I'm trying to speed up some matrix inversion in a model I'm building, specifically by implementing some linear algebra routines in Cython. I have the code working, but am trying to optimize. Currently my Cython looks like this:

import cython
import numpy as np
cimport numpy as cnp
cimport scipy.linalg.cython_lapack as cython_lapack

cdef int ZERO = 0
ctypedef cnp.float64_t REAL_t

def inverse(mat,identity,pivots,k):
    cdef int K = k
    cdef REAL_t* mat_pointer = <REAL_t *>cnp.PyArray_DATA(mat)
    cdef REAL_t* iden_pointer = <REAL_t *>cnp.PyArray_DATA(identity)
    cdef int* piv_pointer = <int *>cnp.PyArray_DATA(pivots)
    cython_lapack.dgesv(&K,&K,mat_pointer,&K,piv_pointer,iden_pointer,&K,&ZERO)

Once I compile (as linalg.pyx), I can run this just fine, but because dgesv modifies some of the input variables, I have to use a wrapper function and do some copying:

import linalg
import numpy as np

identity = np.eye(K) # K is the dimensionality of the square matrix
def lapack_inverse(a):
    b = identity.copy()
    linalg2.inverse(a,b,np.zeros(K,dtype=np.intc),K)
    return b

For small K, we see pretty solid speed improvements (2-3x):

In [29]: K=10
In [30]: x = np.random.random((K,K))
In [31]: identity = np.eye(K)
In [32]: print np.allclose(np.linalg.inv(x),lapack_inverse(x))
True
In [33]: %timeit np.linalg.inv(x)
10000 loops, best of 3: 28 µs per loop
In [34]: %timeit lapack_inverse(x)
100000 loops, best of 3: 10.3 µs per loop

But for larger K, returns clearly diminish (e.g. for K=200):

In [8]: %timeit np.linalg.inv(x)
100 loops, best of 3: 10.1 ms per loop
In [9]: %timeit lapack_inverse(x)
100 loops, best of 3: 8.1 ms per loop

I'm thinking I might be able to squeeze better performance out of this by defining the identity and pivot arrays within C, rather than doing the copying and passing that I'm currently doing. In other words, I'd like to modify the Cython function so that it only requires that I pass the array to be inverted.

My questions are (a): Will this lead to speed improvements (even small ones)? and, assuming it will, (b) how do I go about it defining the pivot and identity arrays in Cython directly?

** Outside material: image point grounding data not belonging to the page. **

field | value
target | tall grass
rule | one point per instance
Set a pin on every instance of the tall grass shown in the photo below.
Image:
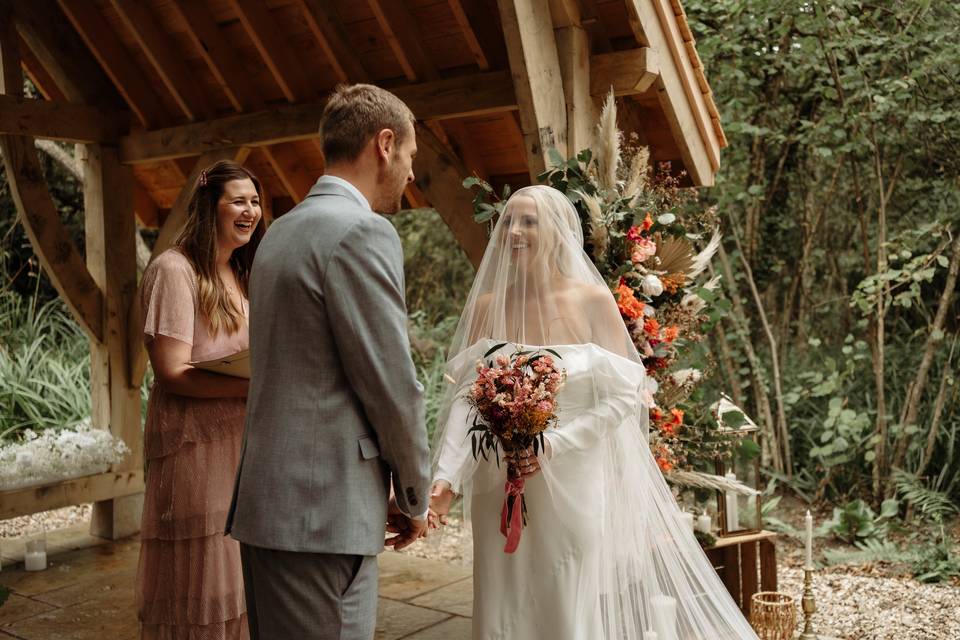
(44, 367)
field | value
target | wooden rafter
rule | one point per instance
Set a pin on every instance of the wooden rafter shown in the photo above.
(42, 80)
(321, 17)
(483, 37)
(274, 48)
(162, 54)
(449, 98)
(55, 120)
(116, 61)
(535, 63)
(63, 55)
(50, 240)
(626, 72)
(219, 55)
(405, 39)
(287, 164)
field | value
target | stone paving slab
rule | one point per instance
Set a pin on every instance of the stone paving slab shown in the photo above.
(88, 594)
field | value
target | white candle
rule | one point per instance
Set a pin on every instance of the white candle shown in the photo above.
(664, 617)
(35, 560)
(703, 523)
(730, 500)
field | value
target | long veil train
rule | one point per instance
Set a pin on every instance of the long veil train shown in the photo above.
(605, 553)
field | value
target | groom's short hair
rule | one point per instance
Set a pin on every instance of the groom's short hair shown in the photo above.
(354, 114)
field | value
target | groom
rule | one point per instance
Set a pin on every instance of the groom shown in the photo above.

There's lots of ways to allocate memory in Cython - essentially you can create any Python object or use the standard C allocation techniques. This previous question lists lots of them (with timings given in the answers) and is almost certainly generally more useful than my answer. It is dealing with a slightly different use-case though.

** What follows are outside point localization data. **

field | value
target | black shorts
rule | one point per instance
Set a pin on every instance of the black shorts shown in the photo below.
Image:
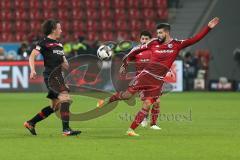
(55, 84)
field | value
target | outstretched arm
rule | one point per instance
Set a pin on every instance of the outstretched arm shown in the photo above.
(32, 56)
(201, 34)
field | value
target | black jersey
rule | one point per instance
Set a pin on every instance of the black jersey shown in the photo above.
(52, 52)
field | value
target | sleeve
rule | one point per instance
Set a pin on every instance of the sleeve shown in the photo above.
(196, 38)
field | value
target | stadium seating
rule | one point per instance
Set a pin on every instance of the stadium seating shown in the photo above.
(111, 18)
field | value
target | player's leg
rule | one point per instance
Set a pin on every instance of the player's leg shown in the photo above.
(44, 113)
(140, 116)
(62, 105)
(123, 95)
(154, 115)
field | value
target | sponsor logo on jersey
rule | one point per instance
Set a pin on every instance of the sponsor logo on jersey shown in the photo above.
(165, 51)
(59, 52)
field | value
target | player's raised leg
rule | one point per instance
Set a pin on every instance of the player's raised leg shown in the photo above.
(44, 113)
(154, 115)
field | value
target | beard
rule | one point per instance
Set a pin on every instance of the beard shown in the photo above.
(162, 40)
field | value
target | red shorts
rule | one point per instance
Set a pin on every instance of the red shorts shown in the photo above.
(147, 86)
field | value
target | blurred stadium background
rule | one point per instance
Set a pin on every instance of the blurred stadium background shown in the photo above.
(212, 64)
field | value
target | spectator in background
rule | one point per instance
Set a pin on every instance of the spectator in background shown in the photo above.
(22, 51)
(4, 56)
(190, 70)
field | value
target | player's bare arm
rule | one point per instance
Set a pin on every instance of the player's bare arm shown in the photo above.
(65, 64)
(213, 22)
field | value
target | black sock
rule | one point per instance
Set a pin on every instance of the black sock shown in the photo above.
(64, 111)
(45, 112)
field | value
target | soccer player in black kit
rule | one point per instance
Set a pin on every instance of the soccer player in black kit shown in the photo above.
(52, 52)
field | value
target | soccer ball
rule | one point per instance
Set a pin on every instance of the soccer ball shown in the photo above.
(104, 52)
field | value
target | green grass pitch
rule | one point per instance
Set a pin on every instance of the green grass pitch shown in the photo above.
(211, 131)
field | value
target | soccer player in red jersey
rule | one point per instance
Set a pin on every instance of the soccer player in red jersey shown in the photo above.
(164, 52)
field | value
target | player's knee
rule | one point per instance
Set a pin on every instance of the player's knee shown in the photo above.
(127, 95)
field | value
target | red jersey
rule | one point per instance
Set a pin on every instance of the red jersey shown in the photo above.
(141, 59)
(163, 55)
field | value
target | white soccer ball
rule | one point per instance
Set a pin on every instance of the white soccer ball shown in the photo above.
(104, 52)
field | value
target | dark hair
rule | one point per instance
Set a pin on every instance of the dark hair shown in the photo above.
(165, 26)
(146, 33)
(48, 26)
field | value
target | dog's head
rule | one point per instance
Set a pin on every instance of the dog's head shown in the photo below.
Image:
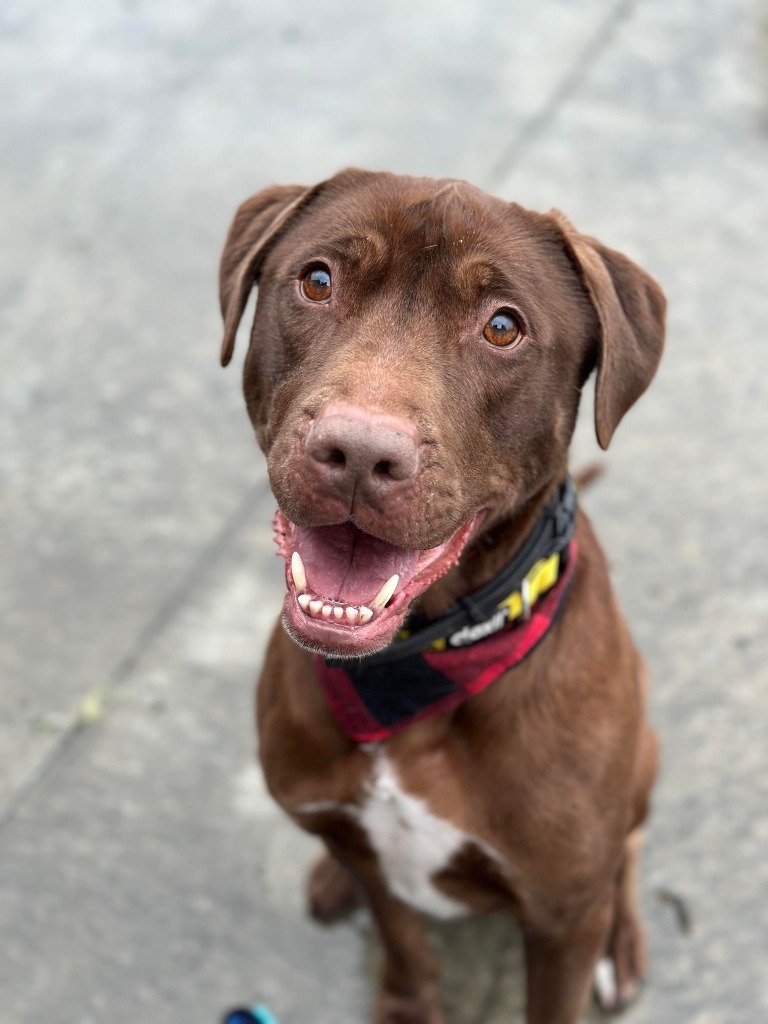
(414, 374)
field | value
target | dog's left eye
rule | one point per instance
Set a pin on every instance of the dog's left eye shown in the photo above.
(502, 330)
(315, 284)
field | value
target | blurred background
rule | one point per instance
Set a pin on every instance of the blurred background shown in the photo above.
(144, 875)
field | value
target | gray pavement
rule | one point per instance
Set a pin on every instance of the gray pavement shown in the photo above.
(144, 876)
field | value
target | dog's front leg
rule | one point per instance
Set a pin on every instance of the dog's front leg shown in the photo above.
(409, 992)
(559, 970)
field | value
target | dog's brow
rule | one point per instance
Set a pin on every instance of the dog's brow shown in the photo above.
(357, 248)
(480, 278)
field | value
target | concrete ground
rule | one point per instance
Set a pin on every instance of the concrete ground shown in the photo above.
(144, 876)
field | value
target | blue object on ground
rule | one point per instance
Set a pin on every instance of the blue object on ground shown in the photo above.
(258, 1014)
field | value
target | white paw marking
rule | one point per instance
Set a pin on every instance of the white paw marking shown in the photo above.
(605, 982)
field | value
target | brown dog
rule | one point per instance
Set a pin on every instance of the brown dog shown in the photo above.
(414, 375)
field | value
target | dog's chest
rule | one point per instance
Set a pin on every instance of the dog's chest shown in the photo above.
(412, 843)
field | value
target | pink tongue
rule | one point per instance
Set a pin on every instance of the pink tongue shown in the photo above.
(344, 564)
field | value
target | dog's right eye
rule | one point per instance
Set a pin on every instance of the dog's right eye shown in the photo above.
(315, 284)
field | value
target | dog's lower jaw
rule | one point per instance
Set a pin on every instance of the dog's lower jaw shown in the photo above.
(329, 626)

In your case you have to allocate the identity matrix as a numpy array, since the answer gets written into it and you want to return it from the function (you could obviously allocate it otherwise then copy, but this seems somewhat pointless). I suspect it's best to call eye rather than to copy it each time.

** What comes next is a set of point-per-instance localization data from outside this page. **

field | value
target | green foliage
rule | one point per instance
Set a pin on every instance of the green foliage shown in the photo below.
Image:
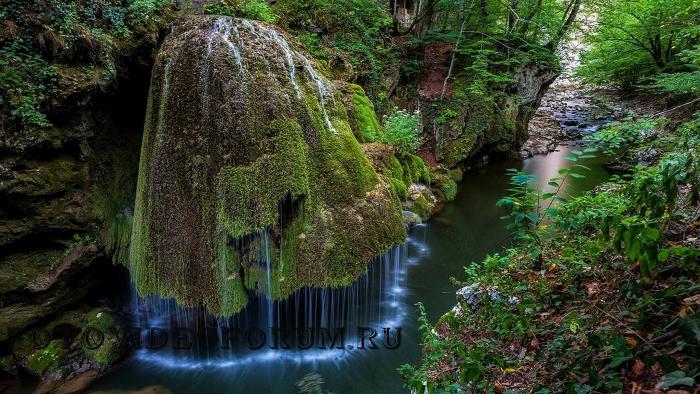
(530, 208)
(639, 39)
(401, 130)
(249, 9)
(25, 81)
(352, 30)
(43, 37)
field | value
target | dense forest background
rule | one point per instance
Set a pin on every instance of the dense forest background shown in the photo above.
(606, 282)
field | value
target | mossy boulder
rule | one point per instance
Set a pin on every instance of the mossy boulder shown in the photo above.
(361, 114)
(73, 342)
(473, 122)
(250, 166)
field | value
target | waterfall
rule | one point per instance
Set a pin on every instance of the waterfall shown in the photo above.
(240, 122)
(376, 300)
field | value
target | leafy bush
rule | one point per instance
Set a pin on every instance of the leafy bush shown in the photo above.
(250, 9)
(40, 37)
(638, 39)
(401, 130)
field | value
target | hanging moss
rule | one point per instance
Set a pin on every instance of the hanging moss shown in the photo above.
(249, 159)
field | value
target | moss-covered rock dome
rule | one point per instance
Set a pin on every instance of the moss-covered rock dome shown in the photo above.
(251, 180)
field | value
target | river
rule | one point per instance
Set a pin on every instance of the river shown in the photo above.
(466, 230)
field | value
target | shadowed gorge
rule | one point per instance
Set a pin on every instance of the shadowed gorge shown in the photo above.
(241, 127)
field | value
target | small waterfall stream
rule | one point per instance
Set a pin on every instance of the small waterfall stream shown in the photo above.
(418, 271)
(313, 324)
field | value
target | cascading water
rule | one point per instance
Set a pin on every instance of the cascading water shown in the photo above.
(298, 329)
(251, 182)
(256, 210)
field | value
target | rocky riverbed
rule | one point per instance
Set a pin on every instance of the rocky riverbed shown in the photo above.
(569, 111)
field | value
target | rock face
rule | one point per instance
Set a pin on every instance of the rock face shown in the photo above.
(250, 178)
(568, 111)
(464, 125)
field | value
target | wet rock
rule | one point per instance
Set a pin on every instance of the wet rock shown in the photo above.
(411, 219)
(72, 344)
(420, 200)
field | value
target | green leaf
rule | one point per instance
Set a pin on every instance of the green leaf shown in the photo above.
(677, 378)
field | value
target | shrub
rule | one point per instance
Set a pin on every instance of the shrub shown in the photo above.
(401, 130)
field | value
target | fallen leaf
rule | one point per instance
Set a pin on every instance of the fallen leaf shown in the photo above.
(534, 342)
(693, 300)
(638, 367)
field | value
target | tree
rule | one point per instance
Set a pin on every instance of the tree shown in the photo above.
(636, 39)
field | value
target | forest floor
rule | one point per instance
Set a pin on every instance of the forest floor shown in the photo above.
(605, 300)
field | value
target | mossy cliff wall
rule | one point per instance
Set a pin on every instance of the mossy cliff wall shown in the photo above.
(249, 164)
(466, 116)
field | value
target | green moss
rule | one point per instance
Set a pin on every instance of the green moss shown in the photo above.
(363, 118)
(248, 196)
(414, 169)
(102, 323)
(237, 174)
(47, 359)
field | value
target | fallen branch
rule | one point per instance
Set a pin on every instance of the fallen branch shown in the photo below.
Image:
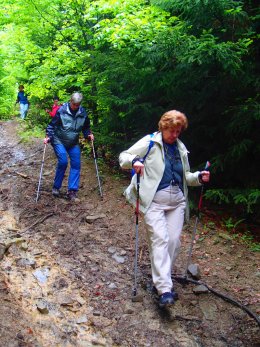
(20, 174)
(37, 222)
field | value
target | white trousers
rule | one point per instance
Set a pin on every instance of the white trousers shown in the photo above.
(23, 110)
(164, 221)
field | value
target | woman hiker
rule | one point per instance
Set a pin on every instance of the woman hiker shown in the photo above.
(165, 175)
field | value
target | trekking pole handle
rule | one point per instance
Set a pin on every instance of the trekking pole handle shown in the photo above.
(207, 166)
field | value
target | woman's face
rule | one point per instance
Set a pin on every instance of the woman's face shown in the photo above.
(170, 135)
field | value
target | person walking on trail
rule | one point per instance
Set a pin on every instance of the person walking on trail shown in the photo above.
(63, 133)
(164, 177)
(23, 101)
(55, 107)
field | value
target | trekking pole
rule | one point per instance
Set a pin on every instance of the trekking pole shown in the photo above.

You can allocate pivot how you like. In the example below I've used the C allocation mechanisms as being the most direct way (and thus hopefully fastest) of allocating large chunks of memory. The downside of this is that you do have to deallocate it with free.

cimport numpy as cnp
import numpy as np
#cimport scipy.linalg.cython_lapack as cython_lapack
from libc.stdlib cimport malloc, free

ctypedef cnp.float64_t REAL_t

def inverse(mat):
    # you should probably check that mat.shape[0]==mat.shape[1]
    # and that mat is actually a float64 array
    cdef int k = mat.shape[0]
    cdef int info = 0

    cdef REAL_t* mat_pointer = <REAL_t*>cnp.PyArray_DATA(mat)
    # I suspect you should be doing a check that mat_pointer has been assigned
    cdef REAL_t* iden_pointer

    cdef int* piv_pointer = <int*>malloc(sizeof(int)*k)
                # this is uninitialised (the contents are arbitrary)
                # but that's OK because it's used as an output
    try:
        identity = np.eye(k)

        iden_pointer = <REAL_t*>cnp.PyArray_DATA(identity)

        cython_lapack.dgesv(&k,&k,mat_pointer,&K,
                     piv_pointer,iden_pointer,&K,&info)
        # you should check info to ensure it's worked
        return identity
    finally:
        free(piv_pointer) # the "try ... finally" ensures that this is freed

There's a few places where I've noted you should add checks to ensure everything is valid... this will slow things down but be safer. You could probably also add some Cython type definitions to get a bit of extra speed, but I haven't really investigated that for this example.

Finally - think about why you're using the inverse. If you're just multiplying another matrix by the inverse then it's better (faster and more accurate) to use dgsev directly with that matrix. There's rarely a good reason to calculate the inverse directly.